Discourses to tampons aside, potential of solidarity and coalition in our shared trauma under the British Crown will be manifestly apparant this bank holiday weekend – just as it was during the scenes on social media during the Commonwealth Games, Jubilee and Queen’s Funeral. Black Twitter, Irish Twitter, and Indian Twitter alongside Scouser Twitter and Celtic Fans Twitter will probably be linking up. Edutainment and memes aplenty. With the long bank holiday weekend, I know other political commentators will take to Twitter, Instagram, TikTok and Tumblr to vent their frustrations.
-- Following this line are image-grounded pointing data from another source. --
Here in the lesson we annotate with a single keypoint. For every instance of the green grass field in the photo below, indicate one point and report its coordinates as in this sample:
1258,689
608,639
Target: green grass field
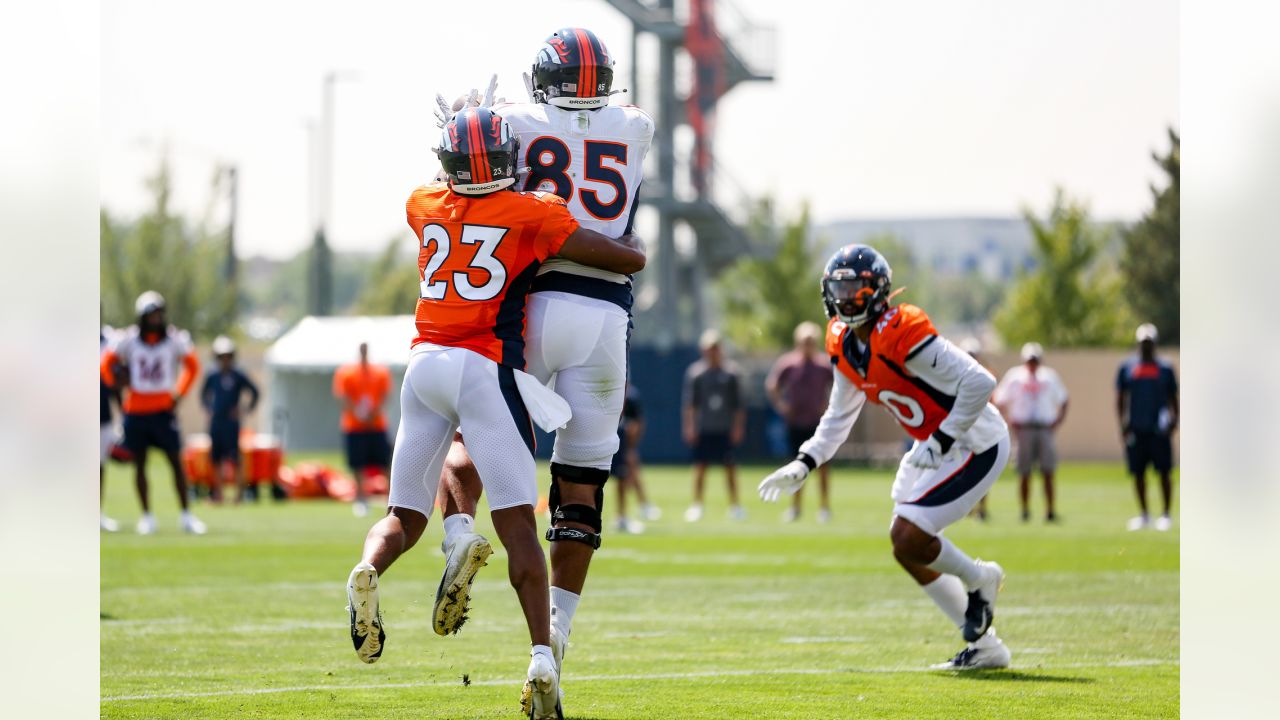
717,619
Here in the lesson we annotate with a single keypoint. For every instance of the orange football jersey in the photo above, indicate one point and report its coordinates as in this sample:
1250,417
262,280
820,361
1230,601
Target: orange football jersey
881,369
478,258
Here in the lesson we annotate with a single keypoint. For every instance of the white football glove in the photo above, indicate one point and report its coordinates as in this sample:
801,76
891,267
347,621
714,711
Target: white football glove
786,479
926,454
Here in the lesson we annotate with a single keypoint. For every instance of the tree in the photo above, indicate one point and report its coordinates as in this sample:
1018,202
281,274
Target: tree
392,286
1070,299
1150,261
764,299
163,251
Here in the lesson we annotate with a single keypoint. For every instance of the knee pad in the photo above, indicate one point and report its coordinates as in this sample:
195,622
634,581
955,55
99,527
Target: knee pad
583,477
584,514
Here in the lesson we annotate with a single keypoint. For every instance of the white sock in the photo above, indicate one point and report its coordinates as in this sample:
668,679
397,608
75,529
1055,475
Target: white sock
457,524
563,606
947,593
952,561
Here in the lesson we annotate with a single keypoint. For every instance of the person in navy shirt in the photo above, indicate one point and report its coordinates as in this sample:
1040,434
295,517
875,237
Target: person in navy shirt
1147,404
222,400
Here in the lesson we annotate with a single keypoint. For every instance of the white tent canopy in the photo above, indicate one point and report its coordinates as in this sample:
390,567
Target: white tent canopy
324,343
300,368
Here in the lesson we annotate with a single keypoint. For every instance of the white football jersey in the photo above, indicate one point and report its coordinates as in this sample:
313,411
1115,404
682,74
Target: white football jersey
152,368
594,159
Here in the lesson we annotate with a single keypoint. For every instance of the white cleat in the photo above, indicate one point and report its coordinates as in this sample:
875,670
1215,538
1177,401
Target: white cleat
539,698
982,602
464,559
146,524
191,524
988,652
366,619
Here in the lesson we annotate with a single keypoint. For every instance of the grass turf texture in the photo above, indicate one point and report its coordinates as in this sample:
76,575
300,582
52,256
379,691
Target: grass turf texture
717,619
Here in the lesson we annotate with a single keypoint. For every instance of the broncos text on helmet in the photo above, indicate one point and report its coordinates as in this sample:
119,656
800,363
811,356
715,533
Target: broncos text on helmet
478,151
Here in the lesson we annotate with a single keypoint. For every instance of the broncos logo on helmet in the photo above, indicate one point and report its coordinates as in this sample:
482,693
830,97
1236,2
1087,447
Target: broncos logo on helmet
478,151
856,285
574,69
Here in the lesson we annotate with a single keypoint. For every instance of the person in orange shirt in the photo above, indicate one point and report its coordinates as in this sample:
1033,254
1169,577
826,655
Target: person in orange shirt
362,388
145,361
480,246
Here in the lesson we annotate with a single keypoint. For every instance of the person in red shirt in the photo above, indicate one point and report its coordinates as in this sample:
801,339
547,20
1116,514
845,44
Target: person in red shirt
362,388
798,387
480,246
145,361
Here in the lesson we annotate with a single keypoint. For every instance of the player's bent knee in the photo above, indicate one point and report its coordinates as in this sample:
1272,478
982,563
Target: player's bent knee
577,511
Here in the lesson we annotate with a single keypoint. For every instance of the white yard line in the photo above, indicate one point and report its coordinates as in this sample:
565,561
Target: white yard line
1136,662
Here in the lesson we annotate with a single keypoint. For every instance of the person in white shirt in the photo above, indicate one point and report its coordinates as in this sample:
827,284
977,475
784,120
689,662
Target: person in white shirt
1033,399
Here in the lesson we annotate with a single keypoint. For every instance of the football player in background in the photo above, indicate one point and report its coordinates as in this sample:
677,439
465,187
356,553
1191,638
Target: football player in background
592,154
149,355
106,433
892,356
481,246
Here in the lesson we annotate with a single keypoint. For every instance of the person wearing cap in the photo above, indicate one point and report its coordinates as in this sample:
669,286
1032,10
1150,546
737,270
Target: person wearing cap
156,364
798,386
1147,405
220,395
713,420
362,390
1033,400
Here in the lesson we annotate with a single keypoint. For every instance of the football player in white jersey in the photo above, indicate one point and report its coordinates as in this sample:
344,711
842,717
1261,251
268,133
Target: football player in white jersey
590,153
159,365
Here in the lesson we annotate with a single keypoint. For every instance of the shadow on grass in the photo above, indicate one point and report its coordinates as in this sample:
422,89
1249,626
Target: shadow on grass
1018,677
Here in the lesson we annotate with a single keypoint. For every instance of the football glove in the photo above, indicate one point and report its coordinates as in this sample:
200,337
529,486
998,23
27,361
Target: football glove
928,454
786,479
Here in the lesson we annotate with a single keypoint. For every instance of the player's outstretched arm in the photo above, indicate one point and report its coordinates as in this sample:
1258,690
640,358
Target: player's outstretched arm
589,247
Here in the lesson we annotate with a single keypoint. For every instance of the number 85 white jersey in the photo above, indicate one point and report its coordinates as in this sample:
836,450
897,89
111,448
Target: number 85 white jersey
594,159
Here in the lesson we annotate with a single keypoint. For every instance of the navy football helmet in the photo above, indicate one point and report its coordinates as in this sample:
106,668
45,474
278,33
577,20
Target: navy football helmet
574,69
478,151
856,285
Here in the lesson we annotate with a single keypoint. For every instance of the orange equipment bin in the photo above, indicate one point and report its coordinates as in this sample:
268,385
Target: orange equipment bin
196,461
263,454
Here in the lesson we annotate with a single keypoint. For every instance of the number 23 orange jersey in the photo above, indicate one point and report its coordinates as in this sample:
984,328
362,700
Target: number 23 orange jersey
476,260
881,369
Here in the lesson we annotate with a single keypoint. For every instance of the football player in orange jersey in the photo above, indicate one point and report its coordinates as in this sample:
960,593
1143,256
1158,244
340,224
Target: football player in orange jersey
480,247
891,355
150,352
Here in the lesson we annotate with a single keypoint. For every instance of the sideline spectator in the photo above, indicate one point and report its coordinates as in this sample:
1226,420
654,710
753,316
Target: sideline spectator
713,420
626,464
799,386
1033,399
1147,404
220,396
362,388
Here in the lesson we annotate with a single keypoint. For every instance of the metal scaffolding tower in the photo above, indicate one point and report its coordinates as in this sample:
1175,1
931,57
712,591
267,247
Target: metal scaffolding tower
726,49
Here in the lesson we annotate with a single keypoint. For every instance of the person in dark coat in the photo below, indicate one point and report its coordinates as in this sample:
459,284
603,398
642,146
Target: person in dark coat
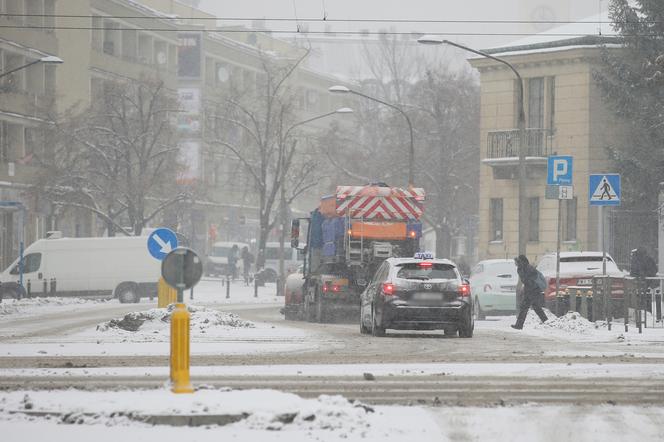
232,261
247,261
532,295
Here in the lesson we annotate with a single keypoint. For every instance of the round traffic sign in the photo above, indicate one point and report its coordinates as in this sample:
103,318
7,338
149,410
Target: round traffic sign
182,268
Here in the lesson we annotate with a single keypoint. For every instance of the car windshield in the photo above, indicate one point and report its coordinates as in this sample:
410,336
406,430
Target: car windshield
501,268
221,251
426,270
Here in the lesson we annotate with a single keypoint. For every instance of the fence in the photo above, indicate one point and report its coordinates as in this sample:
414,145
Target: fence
616,297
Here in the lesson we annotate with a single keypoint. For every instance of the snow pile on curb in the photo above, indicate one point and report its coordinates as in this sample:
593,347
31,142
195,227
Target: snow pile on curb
571,322
257,410
157,319
15,306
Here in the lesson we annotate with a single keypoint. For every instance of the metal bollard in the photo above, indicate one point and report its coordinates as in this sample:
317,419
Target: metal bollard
559,303
180,381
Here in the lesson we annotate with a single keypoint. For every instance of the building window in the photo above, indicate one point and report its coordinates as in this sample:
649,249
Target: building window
533,219
496,209
568,216
535,102
551,103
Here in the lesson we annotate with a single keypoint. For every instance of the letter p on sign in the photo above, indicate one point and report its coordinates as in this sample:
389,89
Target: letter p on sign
559,170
Potential for coalition and solidarity presents itself in the deep space of the interweb. Under the thinking of the social media posts, there sits an exhaustion from groups that have long been exploited by the monarchy. Audre Lorde (1984) once termed racism and sexism as “grown up words” (p152) revisiting how victims often acquire the language to articulate their experience after the experience. In her blog post ‘Feminism and Fragility’, sociologist Sara Ahmed (2016) further states “Once we have the words, you are putting a sponge to the past: mopping things up, all that spillage.” So, this experience revisits the bit bitting at institutional violence and how actions become institutionalised by repeated behaviours.

As Bob Marley said

“So if you are the big tree
We are the small axe
Ready to cut you down (well sharp)
To cut you down”

Small Axe, (Burnin’, 1973)

Meanwhile, I must ask ‘did Tesco actually call [redacted] a [redacted]?

Whilst the pomp of the coronation is absorbed into the brains of millions of people around the world, this is happening during a Cost of Capitalism crisis, paid for at the taxpayers’ expense. Sounds of abolish the monarchy can be heard around the world. I do wonder what Britain would like without this mafia institution. When you do start looking at these systems more closely, you begin to see how entangled the monarchy is with other institutions – police, prisons, and many more – including entities like Honours committees, the privy council and House of Lords too. To abolish the monarchy is also linked with other abolitionist narratives.

Like every other criminology blog entry, now let’s discuss Guy DeBord’s theory of ‘the spectacle’. ‘The spectacle’, said French Marxist Guy DeBord, is a system of domination that claims your attention and then your attention faciliates your subjugation. So, the irony is that even with my dislike of the monarchy – I’m doomed if I do, and doomed if I don’t talk about it – because within the advertised life of the spectacle, there’s nothing I can say that doesn’t make the spectacle stronger.

Meanwhile, the appeal of Harry & Meghan in this case act as a violent juxtaposition to a British public who in many ways still see “good” and “bad” royalty, not The Crown as a wholly imperialistic violent construct. To me things like coronations, jubilees keep us distracted. Even when trying to avoid such nonsense, our world has become so saturated by media. As Guy DeBord writes “There is no place left where people can discuss the realities which concern them, because they can never lastingly free themselves from the crushing presence of media discourse and the various forces organised to relay it” (DeBord, 1998: 19).

Anyhow, now as all of us are immersed in the spectacle, we may as well stay implicated. In the 1960s, it was possible to think critically. Now, being a philisopher just means you have watched Inception!